Covid-19 has put a brake on much face-to-face commerce, and this has had a domino effect not only on retailers, but also on the people and companies that operate in their merchandising ecosystems. The solution for a company like SumUp—with the bread and butter of its business, point-of-sale payments a fundamental part of that personal commerce experience—was to diversify and double its broader range of services for its small business. retail customers.

To that end, it has used a significant portion of the debt it has raised to date to acquire and create value-added services beyond POS payments in areas such as business banking (the basic version of which is free), online payments, and business services around both.

This is an integral part of the evolution of space. At a time when other companies in the same business as SumUp have either diversified heavily into areas like cryptocurrency (the original player here, Square, went so far as to rebrand it as Block) or were swallowed up by even bigger fish (See: PayPal Acquisition of iZettle), SumUp positions itself as a fintech consolidator for SMBs.

In a very fragmented space, the company has bought up companies to complement and expand its payment platform, such as payeven (“Square clone” hatched on Rocket Internet), Goodtill, Tiller and US-based customer loyalty startup Fivestars. And when you consider all the elements involved in buying and selling goods and services, SumUp has a lot of areas to tackle – big data analytics, additional tools to create, manage and optimize, the online sales experience for its customers, more technologies that can be used to improve how goods are sold in a physical trading environment, and so on—all areas that SumUp can get closer to, either by building its own technology or through more mergers and acquisitions.

That strategy appears to have worked: Overall, SumUp’s revenue has grown by 60% annually over the past couple of years, Crist said.
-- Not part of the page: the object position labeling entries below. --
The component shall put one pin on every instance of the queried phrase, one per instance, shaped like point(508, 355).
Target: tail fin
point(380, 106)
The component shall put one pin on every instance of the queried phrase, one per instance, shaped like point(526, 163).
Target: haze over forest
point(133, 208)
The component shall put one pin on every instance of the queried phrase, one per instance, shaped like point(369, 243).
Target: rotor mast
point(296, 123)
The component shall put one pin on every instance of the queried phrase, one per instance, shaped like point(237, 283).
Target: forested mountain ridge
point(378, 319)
He added that about 10% of the 4 million businesses currently use his business banking services, potentially making SumUp “the world’s largest neobank for SMEs.”

However, turning that statistic around, POS payments still make up the bulk of the company’s revenue, so the 60% growth is not only a testament to the fact that SumUp has been able to expand this business over the past two years, but also to the fact that personal and POS payments remained active areas for transactions.

The same can be said about the company’s global strategy. While SumUp notes that it currently has a presence in 35 markets and is expanding into other developing countries – its most recent launch was in Peru – its home market in Europe remains its largest geographic footprint at the moment. “Obviously Europe is the driver and EMEA is still the driver of new revenue,” said Michael Schresenmeier, CEO for the region.

“SumUp has continually evolved to provide the growing and diverse small business landscape with payment solutions and tools to effectively connect with their everyday consumers,” Darren Abrahamson, managing director of Bain Capital Tech Opportunities, said in a statement. “SumUp’s leadership team has led the company to sustainable and accelerated growth through expansion into over 30 countries where they have had a direct and positive impact on the small business ecosystem. We are proud to be able to bring our deep expertise in fintech and payments to help SumUp push the boundaries and become a leader in an incredibly competitive industry.”